Zwei Soldaten führten ihn hinaus, und hier konnte er den feindlichen General beim Tageslicht betrachten.

Es war eine Ameise mit kräftigem Körperbau und wohlgeformten Gliedern. Auf seinem Gesichte lag ein so wildverwegener Ausdruck, daß eine ehrliche Ameise zu Tode erschrocken wäre, wäre sie ihm im Mondschein begegnet.

»Wie schade«, sagte Max, dem beim Tageslicht der Mut wieder wuchs, »hätten wir Schutzleute und Gendarmen, dies wäre der erste Galgenvogel, den ich einsperren ließe!«

Der Rote General verstand ihn nicht.
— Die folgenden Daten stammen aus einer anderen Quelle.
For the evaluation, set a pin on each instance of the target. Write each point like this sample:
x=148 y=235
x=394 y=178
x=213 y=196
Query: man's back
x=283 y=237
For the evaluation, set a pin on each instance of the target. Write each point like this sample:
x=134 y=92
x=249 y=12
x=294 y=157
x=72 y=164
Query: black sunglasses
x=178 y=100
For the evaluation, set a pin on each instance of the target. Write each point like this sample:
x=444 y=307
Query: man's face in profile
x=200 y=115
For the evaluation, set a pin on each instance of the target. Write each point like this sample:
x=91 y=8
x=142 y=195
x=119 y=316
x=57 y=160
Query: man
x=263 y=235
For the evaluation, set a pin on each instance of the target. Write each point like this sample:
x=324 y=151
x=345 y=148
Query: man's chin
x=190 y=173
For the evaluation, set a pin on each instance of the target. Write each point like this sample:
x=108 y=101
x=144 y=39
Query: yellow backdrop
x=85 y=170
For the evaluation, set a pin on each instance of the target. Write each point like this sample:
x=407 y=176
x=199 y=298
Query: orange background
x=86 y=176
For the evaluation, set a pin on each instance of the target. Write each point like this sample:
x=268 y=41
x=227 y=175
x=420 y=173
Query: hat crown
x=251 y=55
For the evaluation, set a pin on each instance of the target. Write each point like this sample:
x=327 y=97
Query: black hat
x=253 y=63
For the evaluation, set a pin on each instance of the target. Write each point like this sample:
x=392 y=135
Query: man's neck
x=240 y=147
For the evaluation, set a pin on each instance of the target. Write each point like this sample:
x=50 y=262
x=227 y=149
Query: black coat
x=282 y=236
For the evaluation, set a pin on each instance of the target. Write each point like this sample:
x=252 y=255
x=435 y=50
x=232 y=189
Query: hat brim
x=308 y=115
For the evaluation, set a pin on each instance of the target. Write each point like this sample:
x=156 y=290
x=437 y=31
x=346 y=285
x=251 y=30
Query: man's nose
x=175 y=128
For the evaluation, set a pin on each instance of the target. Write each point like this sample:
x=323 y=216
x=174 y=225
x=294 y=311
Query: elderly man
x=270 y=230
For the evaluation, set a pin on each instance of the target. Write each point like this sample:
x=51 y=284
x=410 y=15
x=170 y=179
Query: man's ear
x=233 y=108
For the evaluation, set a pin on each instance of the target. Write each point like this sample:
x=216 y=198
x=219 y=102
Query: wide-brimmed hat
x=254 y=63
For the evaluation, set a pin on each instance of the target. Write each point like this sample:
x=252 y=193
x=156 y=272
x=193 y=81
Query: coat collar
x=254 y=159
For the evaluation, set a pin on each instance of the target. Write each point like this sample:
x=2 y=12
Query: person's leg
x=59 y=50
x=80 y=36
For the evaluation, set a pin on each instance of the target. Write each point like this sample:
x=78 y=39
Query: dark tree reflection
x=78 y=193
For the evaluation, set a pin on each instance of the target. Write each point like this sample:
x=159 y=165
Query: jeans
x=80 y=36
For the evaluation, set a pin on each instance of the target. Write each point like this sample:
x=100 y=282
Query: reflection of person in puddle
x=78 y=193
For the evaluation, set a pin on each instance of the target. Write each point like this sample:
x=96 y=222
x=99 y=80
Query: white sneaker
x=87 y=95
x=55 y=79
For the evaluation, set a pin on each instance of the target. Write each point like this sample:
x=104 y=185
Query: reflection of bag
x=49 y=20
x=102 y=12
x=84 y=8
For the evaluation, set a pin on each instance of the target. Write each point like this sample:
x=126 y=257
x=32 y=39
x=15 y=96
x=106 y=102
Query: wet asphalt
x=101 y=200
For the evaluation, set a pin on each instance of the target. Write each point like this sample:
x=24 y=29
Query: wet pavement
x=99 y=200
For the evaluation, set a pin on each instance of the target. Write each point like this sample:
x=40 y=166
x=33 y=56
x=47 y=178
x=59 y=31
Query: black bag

Er wandte sich an seine Schergen und befahl:

»Beginnt die Hinrichtungen mit dem Ältesten.«

Max wandte sich um und sah den Professor, der in Sinnen vertieft zwischen seinen Wächtern stand. Als dieser den Befehl des Roten vernahm, erhob er seinen geistvollen Kopf mit Ernst und Würde und sprach:

»Ehe ich sterbe, wende ich mich noch einmal an alle Ameisen der Welt, von welchem Stamme sie auch sein mögen. Alle frage ich, wielange noch soll die unvernünftige Feindschaft herrschen zwischen Völkern, die die Natur zu Brüdern schuf? Gibt es nicht genug gemeinsame Feinde zu bekämpfen unter Insekten der fremden Ordnungen und vor allem unter den Vögeln? – Durch den inneren Aufbau unserer Staaten ragt ihr über alle andern Insekten hervor. Ihr seid ihnen an Geist überlegen, eure Arbeitsfreudigkeit steht einzig da in der Welt. Vereinigt eure Staaten zum großen Völkerbunde! Ihr Ameisen der ganzen Welt, vereinigt euch! Dies ist der letzte Wunsch eines Sterbenden, der lange genug gelebt hat und der euch nun für immer verläßt. Ich nenne euch alle zum Abschied Brüder und Schwestern, und dieser Name soll euch bedeuten: Friede und Verzeihung!«

Max war erschüttert von den aus tiefster Seele gesprochenen Worten dieses ehrwürdigen Ameisengreises, dieses wahrhaften Volksfreundes. Wer weiß, ob nicht auch unter den Roten etliche waren, die von der tiefernsten Rede ergriffen und überzeugt wurden?

Aber, hatte vielleicht er sich überzeugen lassen damals, als man ihm Vernunft und Einsicht predigte? Wenn uns jemand auf künftige Gefahren und düstere Möglichkeiten aufmerksam macht, die ein eitles Streben nach vermeintlich großen Dingen in sich schließen, spricht er zu tauben Ohren, und blind rennt der Tor seinen nichtigen Wünschen nach. Kommt dann das große Unglück als Folge seiner Handlungen, dann, ja leider erst dann dämmert ihm die Wahrheit, und er gibt dem weisen Ratgeber recht.